預警的聲響傳來,沖鋒的弟子迅速找好位置規避,南暝也終於是松了口氣,他等待的時機終於到來。

漫天的打擊下,就連梁世也不得不退避三舍,只能看著南暝獨自掉落下去,空留無奈。

落桐還想趁勝追擊,不過箭雨的大範圍覆蓋,以及它們自身帶有詭異的火焰,讓她無計可施,身上還中了幾箭。

她忍痛將箭拔了出來,卻出現冷熱交替的感覺,心也跳得越來越快。

“你這死人還真有些手段。”

公孫湘和沈言兩人快速將南暝拉起,他現在身上盡數被血液染透,生命氣息慢慢消逝,兩人都很害怕,只能用著靈力讓他稍微穩住一些。

公孫湘拿出漱槐建木用了大半的靈力才讓南暝蘇醒了過來,看著他痛苦的樣子,心靈上的沖擊更加疼痛,公孫湘為他擦去血漬,卻說不出一句話。

“你還是這般魯莽。”

沈言惱羞成怒,朝著梁世殺去,不過梁世並不回擊,只是躲避著,而後在擋下一扇子後悠悠說了句“沈公子,近來可好?”

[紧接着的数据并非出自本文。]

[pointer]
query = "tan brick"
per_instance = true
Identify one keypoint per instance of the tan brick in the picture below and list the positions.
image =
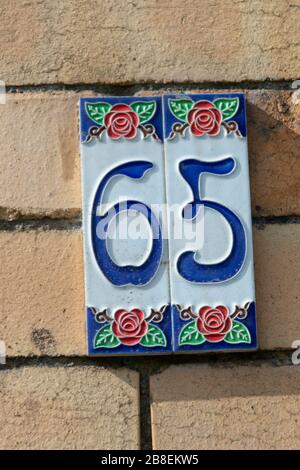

“好你媽了個頭。”沈言並不想說太多,只想先教訓他一番。

但梁世依舊說道:“此戰可是你征服他的一個絕佳機會,那人的死去定會讓他方寸大亂,舉世無依,到時候你便可趁虛而入,抱得美人歸。”

趁著這個時機南暝好好抱了抱公孫湘而後說著自己沒事,讓她離得遠一點,待會兒的風浪會有些大。

可她又怎會輕易離開,將漱槐建木交到他手裏面後又為他撫去傷痛才在一頓哄騙下離去不過幾米,行著大陣,吹奏著笛聲治愈著受傷的弟子們。

“建漱槐木,這東西會讓你死的吧,我不想你為了他們獻出生命。”南暝盯著手中的物件,好像有些悲傷。

此前有人告訴他,建漱槐木為神域一顆仙樹的根,有著起死回生之功效,並且可以大規模換回死去之人的神識從而讓他們覆生。

但代價是獻祭使用人的生命和神識。

生命雕隕,神識無歸。

南暝知道公孫湘的性子,此戰必定會犧牲太多的人,若讓她知道槐木的密碼,想必她再也不會回來了。

他把槐木收好,全力迎戰落桐。

落桐不知道南暝有了何種加成,竟比之前桂城交手更加恐怖,而且會朝著地上的幽皇山弟子降下劍氣。

落桐見他交戰分心,以為自己有機可乘,可不過一劍,她便跌落下去。

“草木之輩,終成槁木。”

而沈言被梁世擊退來到南暝跟前時,卻是差點被斬出的一劍命中。

那道劍氣貼著他的面容,帶過的是一張十分冷峻的臉,不知為何讓他自感心驚肉跳,劍氣將梁世逼退,而後南暝抓住他的衣領朝公孫湘的方向甩去。

“滾遠點。”

沈言在空中翻了好久才停下來,他不知道南暝是怎麽了,為何突然對自己這樣陌生,又為何跟個沒事人一樣還能斬出一劍。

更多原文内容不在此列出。